Orange was the next operator to try and muscle in on the business scene. In a similar vein to T-Mobile, Orange has chosen the flexibility route.

Many analysts point to the pair’s merger as the reason for the similar policies.

For Orange, the changes have generally been well received. Sources say it has asserted itself in the market with confident propositions and that it has the resources to deliver the changes effectively.

One source said: ‘In terms of flexibility, the Orange Business Sense tariff is ahead of the game in pricing and flexibility for the customer.’

However, he added that although it benefits the customer ‘it does not protect ARPU levels’, demonstrating that operators have been forced to take a flexible approach in order to gain customers.

Other operators who have refreshed their business tariffs include O2 and Vodafone, who appear to have opted for a different route.

One source explains: ‘The operators are reorganising their tariffs to drive revenue up.

They are facing huge change at the moment, which will have an impact on their businesses, if they are not pro-active in doing something about it. Factors like mobile termination rates and a slash in the price of roaming means that they have to make up the cash from somewhere.’

From the operators’ point of view, that makes perfect sense. However, their biggest challenge will be convincing their customers and selling partners that the decisions they are making are for the good of everyone – and not just for themselves.

Operators struggle to differentiate business offerings


Operators are already facing an uphill battle in changing dealer attitudes.
O2 and Vodafone have both had to backtrack on some of the changes they have initiated. Their plans to completely scrap old tariffs, with many benefits also being compromised, has not gone down well with their customers.

Dealers and customers have fed back their initial thoughts, and both O2
and Vodafone have had to continue offering tariffs that they initially planned to drop.

Some dealers have said the new tariffs from O2 and Vodafone do not offer what the customer really wants.

One dealer says: ‘Nice little extras like free national calls have been taken away and that is difficult to explain to the customer.’

However, others are more optimistic and argue that these changes should have been anticipated.

One source says: ‘I think all the networks are trying to re-establish themselves and differentiate from the other players in the market. The networks are trying to re-design and incorporate as much value as possible. They are building in lots of value.

They have increased the amount of money they are paying for tariffs and they all have certain unique aspects to their propositions.’

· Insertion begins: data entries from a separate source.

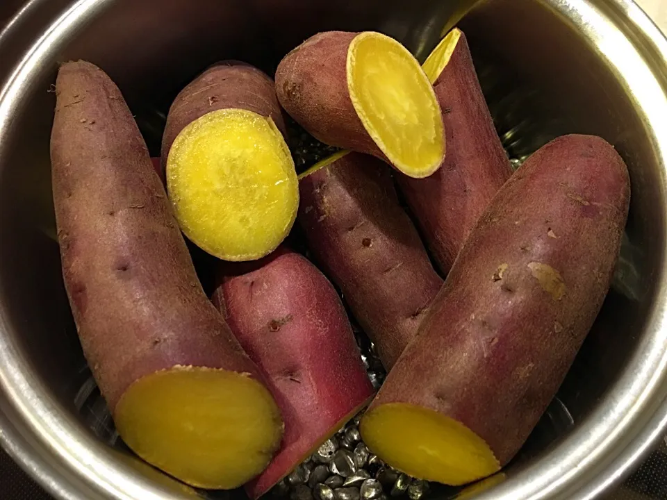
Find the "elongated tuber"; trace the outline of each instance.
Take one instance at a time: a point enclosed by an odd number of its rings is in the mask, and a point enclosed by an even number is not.
[[[443,110],[447,156],[430,177],[399,174],[397,179],[427,246],[446,274],[512,171],[463,33],[450,32],[423,67]]]
[[[362,419],[368,447],[449,485],[507,464],[602,305],[629,202],[627,169],[602,139],[565,136],[535,153],[473,228]]]
[[[390,369],[443,281],[399,204],[390,169],[359,153],[331,160],[302,176],[299,223]]]
[[[214,303],[265,374],[285,421],[276,456],[246,485],[255,499],[335,434],[374,390],[340,299],[306,259],[281,248],[220,271]]]
[[[433,174],[445,155],[440,106],[419,63],[374,32],[330,31],[288,53],[278,99],[316,139],[374,155],[411,177]]]
[[[51,142],[63,274],[118,431],[192,486],[236,488],[277,449],[279,410],[197,281],[148,150],[101,70],[64,65]]]

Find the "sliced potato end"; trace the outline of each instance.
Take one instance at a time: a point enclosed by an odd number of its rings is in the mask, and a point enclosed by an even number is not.
[[[461,422],[404,403],[366,413],[359,430],[368,447],[413,477],[459,486],[497,472],[500,465],[483,439]]]
[[[174,367],[147,376],[116,406],[119,433],[139,456],[196,488],[238,488],[262,472],[283,424],[268,390],[247,374]]]
[[[224,260],[253,260],[289,233],[299,206],[294,161],[270,118],[224,109],[179,134],[167,188],[181,230]]]
[[[436,83],[443,71],[447,67],[452,54],[454,53],[454,49],[459,44],[461,34],[461,30],[458,28],[454,28],[450,31],[422,65],[424,72],[426,73],[426,76],[429,77],[431,83]]]
[[[443,117],[417,60],[393,38],[364,32],[349,45],[347,70],[354,109],[387,159],[411,177],[435,172],[445,156]]]

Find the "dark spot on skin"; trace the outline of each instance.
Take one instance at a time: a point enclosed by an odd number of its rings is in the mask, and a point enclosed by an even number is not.
[[[122,258],[116,261],[114,270],[126,272],[130,269],[130,262],[126,258]]]
[[[283,326],[291,322],[293,319],[294,318],[292,315],[288,315],[285,317],[278,318],[277,319],[272,319],[269,322],[269,331],[280,331],[280,329]]]
[[[79,311],[79,314],[84,314],[88,305],[85,285],[81,281],[75,281],[72,284],[71,290],[70,294],[74,308]]]
[[[415,312],[410,315],[410,317],[411,317],[413,319],[416,319],[418,317],[419,317],[421,315],[424,313],[424,312],[427,310],[427,306],[422,306],[422,307],[417,308]]]
[[[301,96],[301,88],[296,82],[286,81],[283,84],[283,92],[290,99],[298,99]]]
[[[399,267],[400,267],[402,266],[402,265],[403,265],[403,261],[401,260],[400,262],[395,264],[394,265],[391,266],[390,267],[388,267],[387,269],[386,269],[384,271],[382,272],[382,274],[388,274],[389,273],[395,271],[396,269],[397,269]]]
[[[354,226],[350,226],[349,228],[347,228],[347,232],[352,233],[353,231],[359,229],[362,226],[363,226],[363,221],[359,221]]]

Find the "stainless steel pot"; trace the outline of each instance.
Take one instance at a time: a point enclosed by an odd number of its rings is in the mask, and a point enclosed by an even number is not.
[[[197,494],[109,445],[52,239],[58,63],[85,58],[104,68],[156,152],[170,99],[218,58],[270,72],[308,35],[332,28],[382,31],[424,58],[468,6],[31,0],[11,20],[0,33],[0,441],[42,485],[72,500]],[[627,238],[595,328],[507,480],[476,497],[593,498],[667,428],[667,41],[629,0],[489,0],[460,26],[511,154],[565,132],[596,133],[632,172]]]

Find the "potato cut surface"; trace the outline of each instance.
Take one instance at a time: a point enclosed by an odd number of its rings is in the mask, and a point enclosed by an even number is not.
[[[446,37],[440,40],[438,46],[433,49],[429,57],[427,58],[422,69],[431,83],[435,83],[438,78],[445,69],[456,48],[459,39],[461,38],[461,31],[454,28]]]
[[[115,422],[140,457],[198,488],[231,489],[259,474],[282,431],[268,390],[243,374],[174,367],[140,378]]]
[[[174,142],[167,186],[183,232],[225,260],[274,250],[296,217],[294,162],[270,118],[224,109],[194,121]]]
[[[463,424],[415,405],[372,409],[360,430],[368,447],[387,463],[421,479],[459,485],[500,469],[484,440]]]
[[[396,168],[422,178],[440,167],[445,155],[440,109],[406,49],[377,33],[359,35],[347,53],[347,85],[366,131]]]

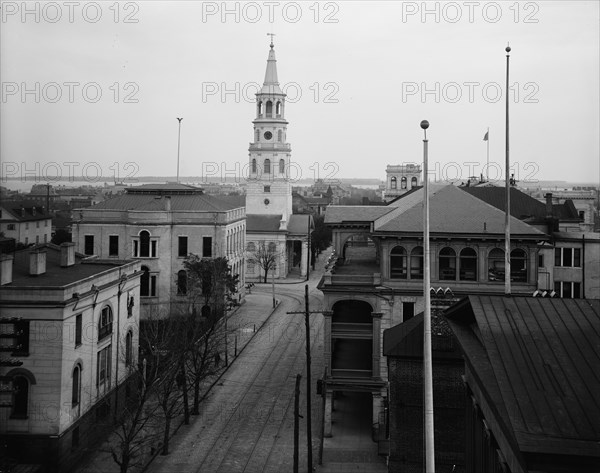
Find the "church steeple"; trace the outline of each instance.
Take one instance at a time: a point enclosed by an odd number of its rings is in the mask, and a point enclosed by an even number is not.
[[[287,225],[292,214],[292,150],[286,136],[285,94],[277,78],[273,35],[270,48],[265,82],[256,94],[256,118],[252,121],[254,141],[248,149],[246,214],[281,215],[282,225]]]

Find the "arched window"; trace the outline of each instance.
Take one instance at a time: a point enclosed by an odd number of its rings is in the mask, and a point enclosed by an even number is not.
[[[133,332],[129,330],[125,335],[125,366],[133,363]]]
[[[390,252],[390,278],[406,279],[406,250],[401,246]]]
[[[98,320],[98,341],[108,337],[112,333],[112,309],[104,306]]]
[[[456,251],[442,248],[439,256],[440,280],[456,281]]]
[[[494,248],[488,255],[488,281],[504,281],[504,250]]]
[[[81,399],[81,367],[75,365],[73,368],[73,380],[71,383],[71,406],[75,407],[79,405]]]
[[[140,278],[140,296],[150,295],[150,270],[148,266],[142,266],[142,277]]]
[[[410,278],[423,279],[423,247],[416,246],[410,252]]]
[[[29,380],[25,376],[13,377],[13,409],[11,417],[26,419],[29,413]]]
[[[185,296],[187,294],[187,273],[181,270],[177,273],[177,295]]]
[[[510,252],[510,279],[527,282],[527,253],[520,248]]]
[[[150,233],[146,230],[140,232],[140,256],[142,258],[150,257]]]
[[[461,281],[477,281],[477,252],[473,248],[461,250],[459,263],[459,279]]]

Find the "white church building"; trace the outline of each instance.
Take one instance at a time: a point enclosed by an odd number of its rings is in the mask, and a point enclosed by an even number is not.
[[[264,84],[256,94],[256,118],[250,143],[250,173],[246,191],[246,278],[264,275],[252,255],[266,248],[276,255],[275,278],[305,277],[310,264],[310,215],[292,213],[289,178],[291,146],[287,142],[285,94],[277,79],[277,61],[271,42]],[[271,273],[268,274],[271,277]]]

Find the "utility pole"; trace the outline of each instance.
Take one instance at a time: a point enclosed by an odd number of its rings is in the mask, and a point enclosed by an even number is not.
[[[298,445],[300,439],[300,380],[301,374],[296,375],[294,391],[294,473],[298,473]]]
[[[304,310],[291,311],[287,314],[303,314],[306,326],[306,435],[308,447],[308,473],[312,473],[312,421],[311,421],[311,374],[310,374],[310,314],[322,314],[324,311],[310,311],[308,306],[308,284],[304,286]]]

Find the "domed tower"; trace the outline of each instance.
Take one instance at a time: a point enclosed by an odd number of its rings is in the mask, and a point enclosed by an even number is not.
[[[285,94],[277,79],[277,60],[271,38],[263,86],[256,94],[256,118],[250,155],[246,213],[281,215],[287,226],[292,214],[291,147],[286,141]],[[285,223],[284,223],[285,222]]]

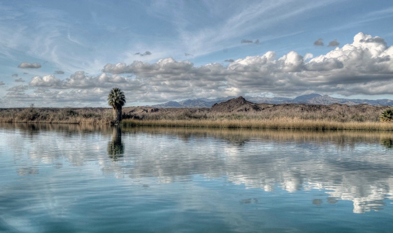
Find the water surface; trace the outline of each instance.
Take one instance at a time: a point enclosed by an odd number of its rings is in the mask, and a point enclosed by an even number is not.
[[[1,232],[391,232],[393,132],[0,124]]]

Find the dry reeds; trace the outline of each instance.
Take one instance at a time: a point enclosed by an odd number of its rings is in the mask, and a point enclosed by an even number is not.
[[[132,126],[176,126],[216,128],[248,128],[312,130],[393,130],[393,124],[379,122],[339,122],[306,120],[289,117],[264,119],[123,120]]]

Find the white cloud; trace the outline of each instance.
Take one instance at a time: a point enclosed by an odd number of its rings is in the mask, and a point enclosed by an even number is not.
[[[19,78],[19,79],[15,79],[15,82],[25,82],[25,80],[22,79],[22,78]]]
[[[38,69],[39,68],[41,68],[41,65],[38,63],[29,63],[26,62],[23,62],[19,64],[18,65],[18,67],[19,68],[23,68],[24,69],[26,68],[33,68],[33,69]]]
[[[28,89],[28,85],[18,85],[9,88],[8,90],[11,91],[24,91]]]
[[[39,88],[34,96],[53,95],[52,100],[61,97],[69,101],[84,99],[85,91],[105,92],[103,90],[119,87],[130,99],[135,100],[130,103],[263,92],[282,96],[310,92],[393,94],[393,47],[388,47],[383,39],[360,32],[353,43],[313,58],[311,54],[303,57],[294,51],[276,58],[274,52],[269,51],[238,59],[225,67],[218,63],[196,66],[188,60],[168,58],[153,63],[108,63],[103,73],[96,76],[81,71],[63,80],[53,75],[35,76],[29,86],[47,88],[45,91]]]

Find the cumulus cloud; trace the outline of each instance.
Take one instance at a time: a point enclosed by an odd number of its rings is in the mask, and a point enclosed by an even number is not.
[[[24,62],[19,64],[19,65],[18,65],[18,67],[24,69],[26,69],[26,68],[38,69],[39,68],[41,68],[41,65],[38,63],[28,63],[28,62]]]
[[[15,82],[25,82],[25,80],[22,78],[19,78],[19,79],[15,79]]]
[[[315,58],[309,53],[303,57],[295,51],[276,58],[269,51],[230,61],[226,67],[218,64],[196,67],[188,61],[169,58],[153,64],[107,64],[104,71],[132,74],[136,78],[130,87],[138,84],[174,97],[183,91],[186,98],[192,93],[196,97],[197,90],[209,96],[261,92],[294,95],[309,91],[382,94],[393,93],[392,56],[393,47],[388,48],[384,40],[361,32],[352,44]]]
[[[24,91],[28,89],[28,85],[18,85],[10,87],[7,90],[10,91]]]
[[[340,43],[337,41],[337,40],[334,39],[332,41],[329,42],[329,45],[328,45],[328,47],[337,47],[340,45]]]
[[[88,75],[84,71],[77,71],[65,80],[60,80],[54,75],[31,78],[29,85],[31,87],[47,87],[58,89],[88,88],[95,87],[108,87],[114,84],[126,83],[129,79],[117,75],[103,73],[97,76]]]
[[[313,57],[314,57],[314,55],[313,55],[312,54],[310,53],[307,53],[304,56],[304,59],[305,60],[308,60],[309,59],[312,58]]]
[[[90,101],[89,94],[98,98],[100,92],[113,87],[120,87],[131,99],[145,102],[260,93],[282,96],[310,92],[393,94],[392,56],[393,47],[388,47],[382,38],[360,32],[353,43],[315,57],[310,53],[303,57],[295,51],[278,57],[269,51],[226,60],[230,62],[227,66],[218,63],[197,66],[188,60],[168,58],[152,63],[108,63],[102,73],[95,76],[81,71],[64,79],[54,75],[35,76],[28,86],[36,91],[24,96]],[[7,98],[11,97],[18,98]]]
[[[146,51],[143,54],[138,52],[134,54],[134,55],[140,55],[140,56],[143,57],[143,56],[145,56],[146,55],[151,55],[151,53],[149,51]]]
[[[319,38],[314,42],[314,45],[316,46],[323,46],[323,39]]]

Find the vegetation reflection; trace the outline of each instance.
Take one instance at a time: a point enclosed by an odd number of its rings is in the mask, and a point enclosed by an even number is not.
[[[121,142],[121,128],[118,125],[113,127],[112,141],[108,143],[109,157],[116,161],[124,153],[124,145]]]

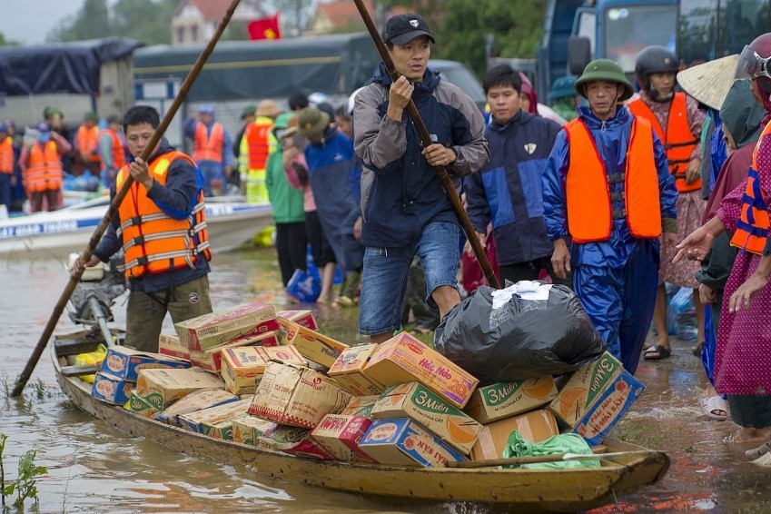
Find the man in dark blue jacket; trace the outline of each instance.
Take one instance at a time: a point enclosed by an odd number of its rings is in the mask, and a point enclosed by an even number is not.
[[[483,247],[492,222],[501,282],[534,281],[542,269],[561,282],[552,272],[541,186],[559,125],[520,109],[522,79],[510,66],[490,68],[482,85],[492,118],[485,131],[490,159],[466,179],[469,218]]]
[[[353,110],[356,153],[361,158],[361,243],[364,277],[359,331],[374,342],[400,326],[401,301],[412,257],[426,272],[427,301],[443,316],[460,301],[460,227],[433,166],[453,177],[478,171],[488,159],[484,120],[459,87],[428,69],[429,25],[417,15],[392,16],[383,29],[396,71],[381,64]],[[406,106],[412,99],[435,142],[423,147]],[[459,183],[457,182],[456,183]]]

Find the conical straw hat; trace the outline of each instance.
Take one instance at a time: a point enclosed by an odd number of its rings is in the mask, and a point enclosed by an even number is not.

Evidently, there are changes taking place within business tariffs. The operators have all been looking to business sales for the past few years. The changes they are making may not be popular, but they appear to be a necessary evil for the operators. Some believe that the changes taking place are a precursor for what will happen in the consumer space. And that may have already started, with operator’s removing their unlimited data tariffs.

The tariffs

T-Mobile and Orange

T-Mobile and Orange have introduced ‘flexible’ tariffs, which are now based around a core offering of minutes, texts and data. However, customers are now able to choose another service or product, such as unlimited landline calls or extra data.

Vodafone

Vodafone planned to completely scrap Vodafone Total Business, a tariff which sources say is suitable for customers using voice and text, but not heavy data users. Total Business was meant to be dropped at the end of May but will now continue to be offered to existing customers looking to upgrade.

O2

O2 planned a whole raft of changes earlier this year but was also forced to continue offering tariffs that it had planned to drop. O2 had announced that it would stop offering 18 month and 36 month bundled deals aimed at SMEs. The operator planned to only offer 24 month deals on mobile and 12 month deals for fixed-line offerings. However, after feedback from its partners, it changed its position.